Par Raymond Bertin
(Texte paru dans le Cahier SIX du Théâtre français)
En mars au TNM, puis en avril au CNA, Sébastien Ricard incarne Richard III, le roi-tyran, entouré d’une distribution de fort calibre. Brigitte Haentjens, qui signe sous la bannière de Sibyllines son premier Shakespeare, a confié à l’auteur ses angoisses et ses intuitions.
Pour une metteure en scène rompue à la création contemporaine, à un théâtre bien inscrit dans son époque comme peut l’être Brigitte Haentjens – dont la feuille de route distinctive, audacieuse, fait l’objet de réflexions fort intéressantes dans Un regard qui te fracasse, son tout récent livre1 –, aborder Shakespeare représente plusieurs défis: « Pour moi, c’est vraiment monumental, une espèce de socle du théâtre, après les Grecs.

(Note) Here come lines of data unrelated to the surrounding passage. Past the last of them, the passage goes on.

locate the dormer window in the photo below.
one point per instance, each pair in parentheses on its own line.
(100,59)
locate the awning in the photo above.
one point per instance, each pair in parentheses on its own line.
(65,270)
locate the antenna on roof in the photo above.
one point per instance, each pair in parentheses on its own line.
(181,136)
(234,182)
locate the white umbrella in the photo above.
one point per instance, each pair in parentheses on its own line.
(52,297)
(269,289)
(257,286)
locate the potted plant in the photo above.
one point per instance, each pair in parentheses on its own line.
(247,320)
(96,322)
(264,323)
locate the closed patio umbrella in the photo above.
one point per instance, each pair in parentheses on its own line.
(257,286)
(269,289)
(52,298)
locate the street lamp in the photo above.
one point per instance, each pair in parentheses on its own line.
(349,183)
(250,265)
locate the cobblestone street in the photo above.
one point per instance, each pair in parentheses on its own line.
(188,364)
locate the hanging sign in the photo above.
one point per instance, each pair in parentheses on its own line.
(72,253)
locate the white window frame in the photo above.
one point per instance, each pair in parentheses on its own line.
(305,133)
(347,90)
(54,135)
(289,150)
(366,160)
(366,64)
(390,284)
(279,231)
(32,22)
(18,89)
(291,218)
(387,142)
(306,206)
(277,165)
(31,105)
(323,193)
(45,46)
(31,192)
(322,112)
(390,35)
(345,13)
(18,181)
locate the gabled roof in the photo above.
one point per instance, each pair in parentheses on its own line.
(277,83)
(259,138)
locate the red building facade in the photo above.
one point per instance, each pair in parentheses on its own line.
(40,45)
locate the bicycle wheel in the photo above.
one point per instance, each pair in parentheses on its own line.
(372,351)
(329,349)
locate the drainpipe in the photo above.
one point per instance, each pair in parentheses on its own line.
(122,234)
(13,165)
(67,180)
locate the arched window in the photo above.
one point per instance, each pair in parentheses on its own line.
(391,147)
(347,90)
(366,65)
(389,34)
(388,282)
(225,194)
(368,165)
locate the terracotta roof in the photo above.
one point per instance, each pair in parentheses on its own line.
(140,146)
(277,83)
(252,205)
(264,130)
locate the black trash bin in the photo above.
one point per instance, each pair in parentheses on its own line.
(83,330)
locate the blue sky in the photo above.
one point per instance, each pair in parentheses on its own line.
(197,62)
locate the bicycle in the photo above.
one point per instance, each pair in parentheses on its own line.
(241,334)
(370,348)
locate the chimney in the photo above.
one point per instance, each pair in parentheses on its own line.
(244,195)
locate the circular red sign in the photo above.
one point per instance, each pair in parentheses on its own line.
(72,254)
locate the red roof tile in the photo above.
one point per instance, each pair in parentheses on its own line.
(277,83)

Je ne me sentais pas la maturité d’attaquer ça plus tôt, avoue-t-elle, deux mois avant d’entrer en répétition. Je suis arrivée à Shakespeare par Büchner, puis Brecht. Je trouve qu’il y a beaucoup de points communs entre les dramaturgies de Brecht, à ses débuts du moins, et de Shakespeare.» Dans son livre, la créatrice déplore l’écrasante « jurisprudence brechtienne » : « [...] la fameuse distanciation, une théorie sur le jeu que Brecht a mise au point tardivement, qui avait pourtant déjà cours chez Shakespeare. »
En entrevue, elle encense la « bâtardise » de l’écriture chez l’un et l’autre : « Les premières pièces de Brecht étaient plus ou moins des créations collectives, des morceaux de bravoure pour des acteurs. C’est la même chose chez Shakespeare : il a une troupe avec deux acteurs comiques ? Il écrit des scènes comiques pour ces acteurs. À ses débuts, et dans Richard III, on sent ce côté collectif, plus morcelé, et l’aspect bâtard où coexistent le tragique, le comique, le populaire et le poétique. Même si on a peu de références par rapport à l’époque de Shakespeare – Brecht est plus proche de nous –, j’ai l’impression qu’ils expérimentent tous deux une écriture populaire de haut niveau, en quelque sorte, dialectique et non réductrice. »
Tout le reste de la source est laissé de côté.